Sarebbe stato meno scandaloso, certo, se il Verbo, invece di farsi carne, si fosse fatto anima o mente; se avesse cioè preso le parti ritenute più nobili della persona; ma Giovanni dice proprio che si è fatto “carne”, cioè ha preso tutto: corpo, sentimenti, affetti, intelligenza, bisogno di mangiare, bere e dormire. Ha preso anche la nostra debolezza, ha assunto le conseguenze del nostro peccato, si è addossato le nostre paure. Sarebbe pura poesia, il Natale, se quest’anno non avvertissimo che il Verbo si è fatto fragile, di quella stessa fragilità insinuatasi nella nostra carne; carne malata, e non solo per covid, carne impaurita dal crollo di tante sicurezze, carne colpita dalla solitudine, carne lacerata dalla morte e dal lutto. Questo Natale ci mette davanti tutto il peso della carne. E ci aiuta a capire quanto umanamente sia stata folle la decisione del Figlio di Dio di prendere un corpo. Si è buttato nella fossa dei leoni: e non a caso la sua carne, deposta alla nascita sulla mangiatoia, finirà inchiodata su una croce e passerà attraverso un sepolcro, prima di risorgere e tornare al Padre. È follia, ma è la follia dell’amore: quella che spinge tante persone, anche oggi, a donare la vita per gli altri, a regalare energie per chi è piccolo, ferito e svantaggiato, a spendersi nel quotidiano della casa, del lavoro, dei luoghi di cura e di assistenza, delle aule scolastiche e delle comunità cristiane e civili. L’amore non risponde ai criteri dell’efficienza e del guadagno, non mette a bilancio le voci in uscita, ma vive della logica del gratuito, è un “di più” non richiesto.
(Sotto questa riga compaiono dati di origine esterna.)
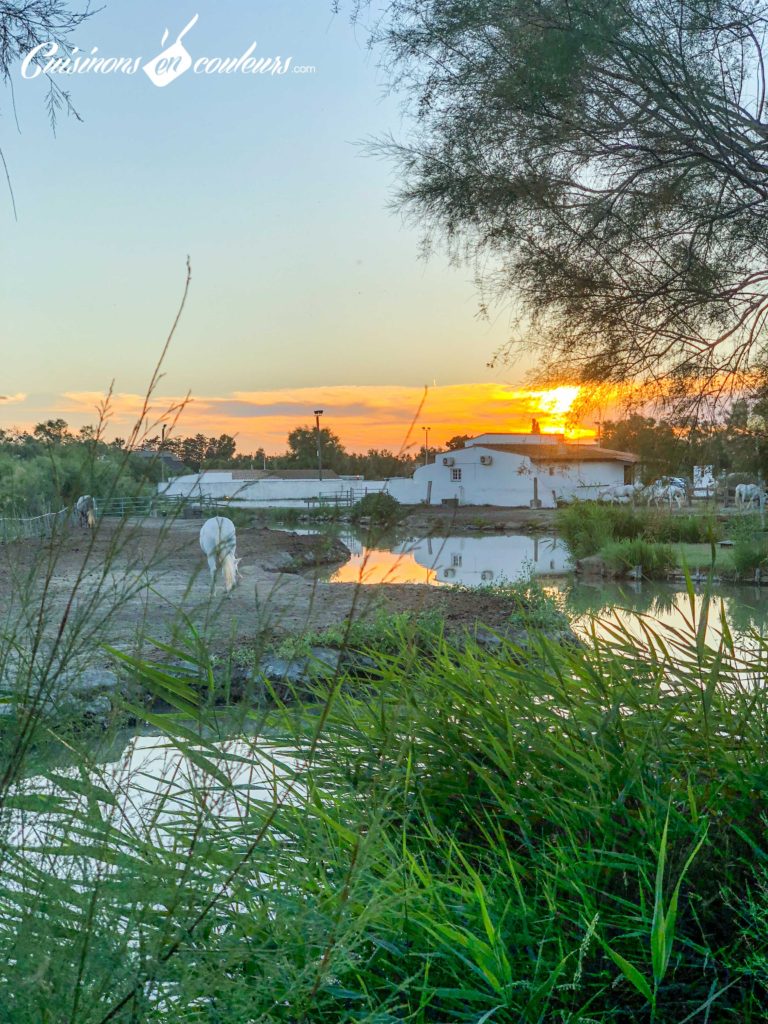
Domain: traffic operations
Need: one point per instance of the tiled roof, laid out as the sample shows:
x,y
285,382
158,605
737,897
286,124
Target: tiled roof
x,y
301,474
563,453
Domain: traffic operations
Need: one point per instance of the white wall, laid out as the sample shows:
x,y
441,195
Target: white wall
x,y
477,560
508,480
263,494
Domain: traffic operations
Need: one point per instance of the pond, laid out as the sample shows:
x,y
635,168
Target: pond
x,y
470,561
476,561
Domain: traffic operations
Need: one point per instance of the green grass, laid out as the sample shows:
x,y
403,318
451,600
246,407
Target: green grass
x,y
698,556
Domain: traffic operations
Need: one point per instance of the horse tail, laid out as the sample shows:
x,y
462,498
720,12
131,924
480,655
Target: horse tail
x,y
229,569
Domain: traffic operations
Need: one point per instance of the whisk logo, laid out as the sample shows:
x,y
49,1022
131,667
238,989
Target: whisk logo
x,y
172,61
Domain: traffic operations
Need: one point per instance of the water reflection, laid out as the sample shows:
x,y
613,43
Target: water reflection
x,y
745,608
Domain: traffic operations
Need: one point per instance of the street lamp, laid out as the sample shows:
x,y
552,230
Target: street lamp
x,y
317,414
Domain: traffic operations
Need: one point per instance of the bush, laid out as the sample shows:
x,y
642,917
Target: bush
x,y
750,549
380,508
684,529
655,558
587,525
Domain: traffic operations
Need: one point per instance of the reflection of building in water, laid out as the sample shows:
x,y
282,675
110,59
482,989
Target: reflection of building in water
x,y
519,470
476,560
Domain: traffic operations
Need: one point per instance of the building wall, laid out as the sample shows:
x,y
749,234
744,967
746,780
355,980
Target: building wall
x,y
263,494
508,480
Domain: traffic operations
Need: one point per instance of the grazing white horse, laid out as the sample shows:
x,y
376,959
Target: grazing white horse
x,y
748,495
217,540
658,493
85,509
La nascita di Gesù accende una luce nel buio delle sofferenze planetarie. Il Vangelo non si accoda al coro dei lamentosi, che si limitano a rilevare il male, il dolore, l’angoscia. Giovanni infatti paragona il Verbo di Dio alla luce che “splende nelle tenebre”. Quest’ombra che avvolge la terra, e produce e svela immani sofferenze, questa tenebra che sembra impenetrabile, è solcata da una luce. Non è una luce che abbaglia e risolve tutto con un miracolo; non piomberà Dio dal cielo a dissolvere la crisi. La fede cristiana non vive di attese magiche, ma vive di una presenza che accompagna anche nelle crisi; è come una fiaccola che, nei percorsi notturni, non illumina a giorno, ma serve a scorgere i tratti del sentiero. Il credente sa di non essere solo ad affrontare il dolore; sa che il Verbo si è fatto carne per sostenere la nostra carne, aprirle dei varchi di speranza, darle una prospettiva che la superi. La sofferenza, anche nel credente, rimane: ma è molto diverso attraversarla pensando di essere soli oppure sapendo, viceversa, di essere tenuti per mano da un Dio che conosce il sapore della fatica, un Dio che ha sperimentato la durezza della vita terrena, dalla pietra della mangiatoia al legno della croce. Nessun altro, se non il Verbo fatto carne, può indicare orizzonti che superano la morte; solo lui, Parola eterna, ha parole di vita eterna, che illuminano come fiaccole i passi quotidiani della nostra vita terrena.